Remove stripped screw — how to
Whether it’s a flat head or Philips, we’ve all run across a screw head that’s stripped and almost impossible to remove. But there are a few tricks to remove stripped screws that actually work. I’ll cover them in this post. If you’re dealing with a stripped bolt or stripped nut, see this post.
Tip #1 Kitchen cleanser to remove stripped Philips screw
If you search for ways to remove a stripped screw, the first tip you’ll see is to jam a rubber band into the stripped screw head and then push your screwdriver into the rubber band. You can try it, but don’t hold your breath, it really doesn’t work very well. Instead, grab a can of powdered sink cleanser, pour a small amount into the spoon and add a couple of drops of water to form a paste.
Push the paste into the stripped screw head and then try your screwdriver again. The gritty particles provide far more grip than a rubber band.
Tip #2 Rust penetrant and a hammer to remove a stripped screw
If Tip #1 failed, it’s time to up your game. Soak the screw head with a high-quality rust penetrant. Let it soak for at least 15 minutes. After soaking, insert your screwdriver into the head and tap the screwdriver end with a hammer. This sets up vibrations that allow the rust penetrant to break up any rust and it also helps the penetrant seep under the screw head and down into the screw threads. If light tapping doesn’t work, give the screwdriver a good smack with the hammer to really shock the screw. Then try loosing.

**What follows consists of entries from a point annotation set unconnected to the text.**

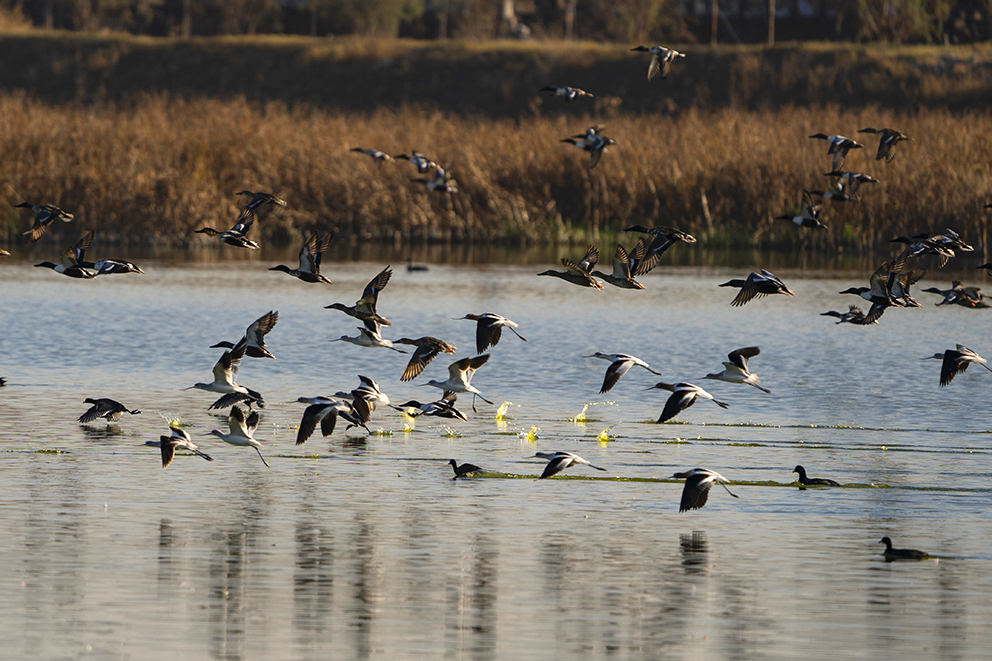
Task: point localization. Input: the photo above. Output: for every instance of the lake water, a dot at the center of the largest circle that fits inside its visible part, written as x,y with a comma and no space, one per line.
359,546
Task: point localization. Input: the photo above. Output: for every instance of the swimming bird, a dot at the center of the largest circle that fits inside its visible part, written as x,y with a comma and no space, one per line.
661,60
68,265
621,276
662,239
570,93
109,409
736,370
427,349
179,440
620,364
44,215
310,254
326,410
422,163
460,377
698,483
254,336
853,179
463,470
901,554
839,147
369,337
581,273
559,461
442,408
683,396
592,142
888,139
809,213
956,360
854,315
242,431
756,286
489,329
441,183
378,157
813,481
364,308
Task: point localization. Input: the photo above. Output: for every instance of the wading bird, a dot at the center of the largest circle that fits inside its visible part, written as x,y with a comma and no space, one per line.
698,483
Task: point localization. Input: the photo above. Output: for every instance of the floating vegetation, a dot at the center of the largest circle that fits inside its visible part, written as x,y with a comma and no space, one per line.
581,418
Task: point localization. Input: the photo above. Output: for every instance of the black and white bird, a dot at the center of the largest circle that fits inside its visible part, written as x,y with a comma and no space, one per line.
620,364
559,461
683,396
956,360
698,483
736,370
109,409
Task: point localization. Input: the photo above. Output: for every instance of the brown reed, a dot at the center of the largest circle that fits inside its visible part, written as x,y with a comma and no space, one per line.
161,167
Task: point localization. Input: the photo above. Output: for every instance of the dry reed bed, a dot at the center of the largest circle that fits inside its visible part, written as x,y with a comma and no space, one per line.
163,167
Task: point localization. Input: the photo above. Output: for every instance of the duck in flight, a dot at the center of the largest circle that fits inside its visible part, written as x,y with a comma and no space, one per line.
581,273
956,360
757,285
661,60
559,461
364,308
736,370
254,336
698,483
683,396
489,329
44,215
620,364
109,409
310,254
813,481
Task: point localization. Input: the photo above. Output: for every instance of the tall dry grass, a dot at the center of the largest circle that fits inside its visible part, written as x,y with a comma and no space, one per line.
158,169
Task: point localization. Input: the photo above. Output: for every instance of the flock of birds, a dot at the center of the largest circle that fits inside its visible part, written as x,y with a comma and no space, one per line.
889,286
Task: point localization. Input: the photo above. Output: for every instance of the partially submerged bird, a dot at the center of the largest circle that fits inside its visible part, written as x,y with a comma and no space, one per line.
622,266
570,93
854,315
592,142
310,254
364,308
839,147
809,213
887,141
661,60
463,470
813,481
179,440
683,396
698,483
254,336
460,377
901,554
442,408
956,360
378,157
44,215
736,370
757,285
427,349
581,273
109,409
242,431
662,238
559,461
620,364
489,329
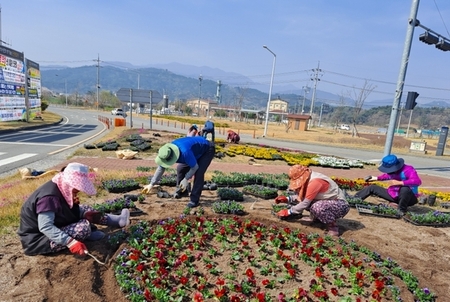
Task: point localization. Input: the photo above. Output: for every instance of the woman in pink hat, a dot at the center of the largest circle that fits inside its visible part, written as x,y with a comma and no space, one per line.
316,193
52,219
403,180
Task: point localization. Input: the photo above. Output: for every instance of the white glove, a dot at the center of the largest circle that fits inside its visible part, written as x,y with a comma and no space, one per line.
183,184
370,178
147,189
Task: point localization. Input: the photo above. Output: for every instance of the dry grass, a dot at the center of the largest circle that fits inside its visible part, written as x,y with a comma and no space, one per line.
47,118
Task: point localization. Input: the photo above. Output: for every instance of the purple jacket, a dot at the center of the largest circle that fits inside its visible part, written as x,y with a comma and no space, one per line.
408,175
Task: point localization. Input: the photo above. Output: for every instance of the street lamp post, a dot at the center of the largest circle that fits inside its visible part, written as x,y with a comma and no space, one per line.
305,91
65,84
270,89
200,78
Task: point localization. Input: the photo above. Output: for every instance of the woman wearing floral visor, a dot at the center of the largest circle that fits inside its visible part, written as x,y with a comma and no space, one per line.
52,219
318,194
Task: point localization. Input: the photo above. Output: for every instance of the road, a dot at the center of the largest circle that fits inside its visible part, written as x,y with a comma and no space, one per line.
42,149
43,146
429,164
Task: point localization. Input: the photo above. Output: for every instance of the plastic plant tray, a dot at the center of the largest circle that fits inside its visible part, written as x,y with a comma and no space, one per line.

Tip #3 purchase a reverse thread screw extractor kit
A damaged screw head extractor kit comes with an assortment of combination bits. One end of the bit contains a reverse thread drill to drill deep into
the screw head. Many times the counter-clockwise force from the drilling can actually loosen the screw head so you don’t have to use the extractor end of the bit. However, if that doesn’t work, flip the bit around and use the reverse thread extractor. Using your drill, start slowly and engage the reverse threads into the newly drilled hole. The reverse threads will dig into the hole and begin loosening the screw. The most common mistake DIYers make is to run the drill too fast. That will just strip out the hole faster. Go SLOWLY
Tip #4 Cut a slot into the stripped screw head
Yup, forget about trying to remove the screw using your Philips screwdriver. Break out a metal hacksaw blade or a rotary tool with a cutting wheel and just cut a straight slot deep into the screw head. Then use a flat blade screwdriver to unscrew the screw. If you can’t come up with enough torque to turn the screw, see the next tip
Tip #5 Slap a wrench on the screwdriver bolster
If you own a set of screwdrivers with hex bolsters, now is the time to use that feature. The bolster is used with a combination wrench to give you extra leverage to generate more torque. This image shows the user sliding the open end of a combination wrench onto the hex flats of the screwdriver. You can do that, but there’s a better way. Instead of using the open end of the wrench, slide the box end over the hex flats. The box end won’t slip off the screwdriver as easily as the open end.
Position the screwdriver in the screw head and locate the wrench on the flats so you’ll have maximum leverage to turn. Then lean into the screwdriver to prevent it from slipping and turn the wrench.
Remove a stripped hex head screw
Many of the tips listed above also work with stripped hex head screws; cleanser, rust penetrant, and a hammer, reverse thread extractor, and cut a slot.
But there’s another trick. If you have a set of Torx or star bit, simply find a bit that’s slightly larger than the stripped hex head and pound it straight into the stripped hex head screw. The sharp edges of the Torx bits will cut new channels into the screw head.
Use a pliers
If you’re trying to remove a pan head screw and none of these techniques work, try grabbing the edge of the screw with a locking plier. That works sometimes but can also damage the surrounding area.
Finally, drill out the stripped screw head
If all else fails, choose a drill bit the same diameter as the screw head and drill straight into the head until all that’s left is the shank of the screw. Remove the attached components so only the shank is exposed. Then soak the shank with rust penetrant and grab the shank with a locking pliers to remove.